Chesapeake Surprising Some With Strong Projections For Utica Shale

Some are surprised that Chesapeake sees
the Utica shale as a big growth driver
From Fuel Fix:
Just a month after BP decided to take a $521 million hit to abandon its plans for the Utica Shale, Chesapeake Energy last week called the region its “newest world-class asset.” 
It was the second surprising determination that Chesapeake executives made this year on where the company could find its biggest future growth drivers. The first out-of-the-blue call came in February, when the Oklahoma City-based oil and gas producer told investors it would march back into the gas-rich Haynesville Shale in northwestern Louisiana, East Texas and southwestern Arkansas
The Utica, an Ohio shale play that operators originally believed would yield large bounties of pure oil, turned out to have much bigger deposits of natural gas and natural gas liquids. Chesapeake and others “whiffed” on the Utica a few years ago, but now the company believes it’s going to be “a big growth driver,” said Jason Wangler, an analyst with Wunderlich Securities in Houston. 

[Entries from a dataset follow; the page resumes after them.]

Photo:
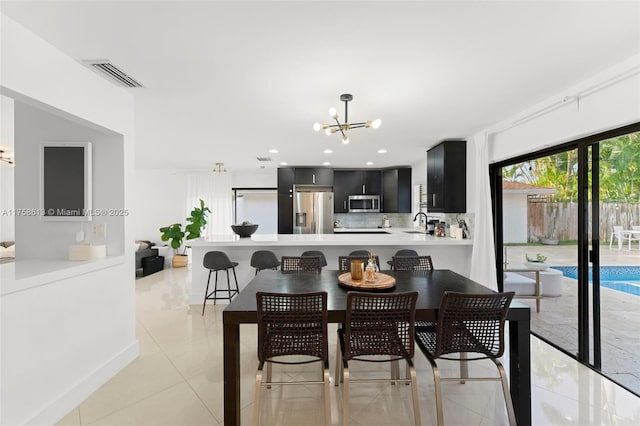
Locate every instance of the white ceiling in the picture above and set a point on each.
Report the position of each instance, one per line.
(227, 81)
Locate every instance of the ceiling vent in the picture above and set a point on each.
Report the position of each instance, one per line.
(105, 67)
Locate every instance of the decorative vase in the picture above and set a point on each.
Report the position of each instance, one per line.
(180, 260)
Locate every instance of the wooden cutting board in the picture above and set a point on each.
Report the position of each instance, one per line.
(382, 282)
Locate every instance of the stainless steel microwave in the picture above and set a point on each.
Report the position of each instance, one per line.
(364, 204)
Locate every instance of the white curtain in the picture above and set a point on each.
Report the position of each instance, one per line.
(215, 190)
(483, 258)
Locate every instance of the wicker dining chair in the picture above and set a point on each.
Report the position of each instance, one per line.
(412, 263)
(292, 324)
(468, 324)
(289, 264)
(378, 328)
(323, 259)
(402, 252)
(344, 262)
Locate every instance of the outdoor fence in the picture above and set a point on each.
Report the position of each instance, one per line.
(560, 220)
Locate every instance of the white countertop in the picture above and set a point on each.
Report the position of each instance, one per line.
(342, 237)
(22, 275)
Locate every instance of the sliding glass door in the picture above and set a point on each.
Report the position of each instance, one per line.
(576, 208)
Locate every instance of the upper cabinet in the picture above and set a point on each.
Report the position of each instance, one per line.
(396, 190)
(313, 176)
(447, 177)
(354, 182)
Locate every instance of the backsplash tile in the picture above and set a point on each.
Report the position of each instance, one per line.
(373, 220)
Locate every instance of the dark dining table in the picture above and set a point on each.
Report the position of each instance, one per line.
(430, 285)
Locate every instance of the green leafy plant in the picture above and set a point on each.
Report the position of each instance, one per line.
(197, 221)
(538, 259)
(175, 234)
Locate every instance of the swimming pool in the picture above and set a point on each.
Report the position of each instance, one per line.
(621, 278)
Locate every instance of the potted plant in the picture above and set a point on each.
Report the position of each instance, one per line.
(175, 235)
(197, 221)
(537, 262)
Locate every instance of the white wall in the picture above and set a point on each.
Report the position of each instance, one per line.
(63, 339)
(596, 110)
(515, 218)
(41, 239)
(7, 204)
(160, 198)
(159, 201)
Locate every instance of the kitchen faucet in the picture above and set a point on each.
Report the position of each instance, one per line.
(423, 214)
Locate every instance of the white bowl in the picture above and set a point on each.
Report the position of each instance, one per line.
(540, 266)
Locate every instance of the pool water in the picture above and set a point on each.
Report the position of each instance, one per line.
(621, 278)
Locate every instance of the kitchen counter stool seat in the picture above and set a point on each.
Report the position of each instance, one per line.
(402, 252)
(219, 261)
(264, 259)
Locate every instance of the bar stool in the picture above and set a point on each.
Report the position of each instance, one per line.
(219, 261)
(264, 259)
(402, 252)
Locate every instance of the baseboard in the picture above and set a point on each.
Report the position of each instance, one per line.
(58, 408)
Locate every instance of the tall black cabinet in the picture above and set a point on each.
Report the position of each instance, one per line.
(396, 190)
(285, 200)
(447, 177)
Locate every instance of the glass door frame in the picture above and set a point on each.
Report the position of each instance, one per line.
(588, 250)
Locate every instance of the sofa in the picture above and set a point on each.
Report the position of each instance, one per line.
(145, 249)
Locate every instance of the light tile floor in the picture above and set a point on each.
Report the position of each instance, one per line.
(177, 380)
(558, 319)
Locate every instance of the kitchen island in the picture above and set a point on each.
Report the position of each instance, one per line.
(446, 252)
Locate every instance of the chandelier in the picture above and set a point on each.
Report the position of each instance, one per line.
(219, 168)
(345, 126)
(5, 159)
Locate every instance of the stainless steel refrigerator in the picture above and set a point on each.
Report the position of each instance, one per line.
(312, 211)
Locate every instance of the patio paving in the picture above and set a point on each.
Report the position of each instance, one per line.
(620, 318)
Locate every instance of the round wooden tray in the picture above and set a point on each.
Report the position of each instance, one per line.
(382, 282)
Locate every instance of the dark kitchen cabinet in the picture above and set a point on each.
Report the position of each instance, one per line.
(396, 190)
(285, 200)
(354, 182)
(447, 177)
(285, 181)
(313, 176)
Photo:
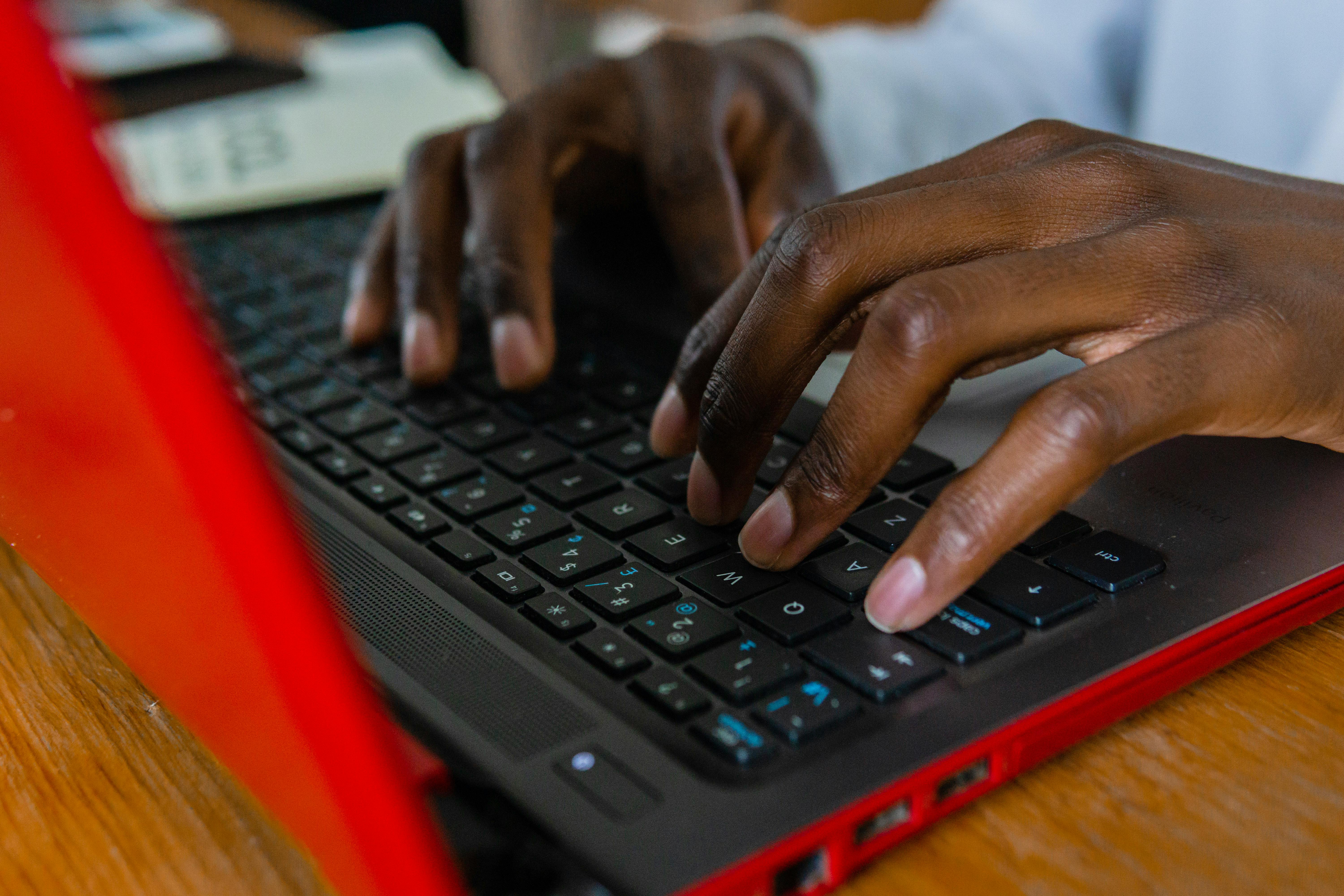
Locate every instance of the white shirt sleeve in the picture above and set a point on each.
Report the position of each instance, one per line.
(898, 99)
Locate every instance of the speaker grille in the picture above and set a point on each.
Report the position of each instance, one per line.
(503, 702)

Chesapeake officials said Friday they believe the Utica holds more than 4 billion barrels of recoverable resources, and that the play will deliver 45-percent returns this year. After ramping up to seven to nine operated rigs, the company is aiming to boost its production in the region to almost 10 times its level two years ago. It’s a switch that could bring on a lot more natural gas production for Chesapeake.